Photo/Illutration Kitasato University in Tokyo’s Minato Ward (Asahi Shimbun file photo)

The first study of its kind has revealed how much a COVID-19 patient’s risk of requiring hospitalization or developing serious symptoms increases when four key risk factors are combined.

Those factors are being 65 or older, male, obese, or having type 2 diabetes.

A research team from Kitasato University analyzed the electronic medical records of about 28,000 patients who were infected with the new coronavirus between January and November 2020 in the United States. 

The study analyzed patients that had overlapping risk factors and found the more that patients had, the more likely they needed to be hospitalized.
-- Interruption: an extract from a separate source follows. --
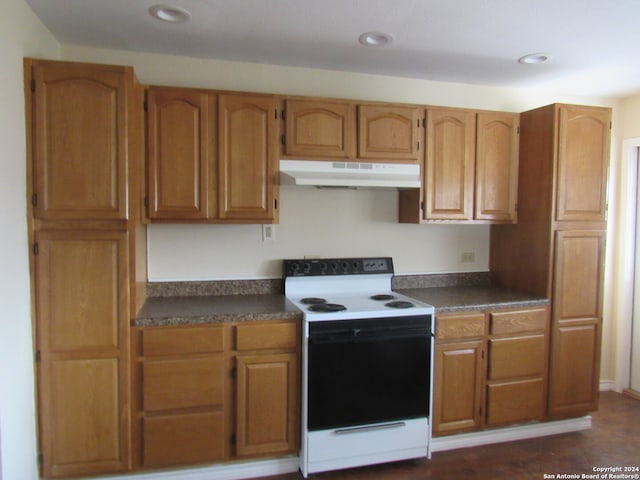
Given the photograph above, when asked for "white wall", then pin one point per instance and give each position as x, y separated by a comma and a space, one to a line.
22, 35
366, 221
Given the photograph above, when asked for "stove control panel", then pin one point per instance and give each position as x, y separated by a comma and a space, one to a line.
337, 266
The rate of COVID-19 patients exhibiting just one of the risk factors who required hospitalization tripled compared to people who had none. The rate of patients with all four risk factors who were hospitalized was about 19 times higher than those with none.

The rate of patients with one risk factor who developed serious symptoms and needed to be treated in intensive care units increased threefold. The rate of patients with two risk factors was 15 times higher, three risk factors was 38 times higher, and all four of the risk factors was a staggering 56 times higher.

The researchers hope their findings will lead to better prediction and prevention of the development of serious symptoms.

The study defined obesity as having a BMI (body-mass index) 30 or higher, using the same standard that the United States adopts.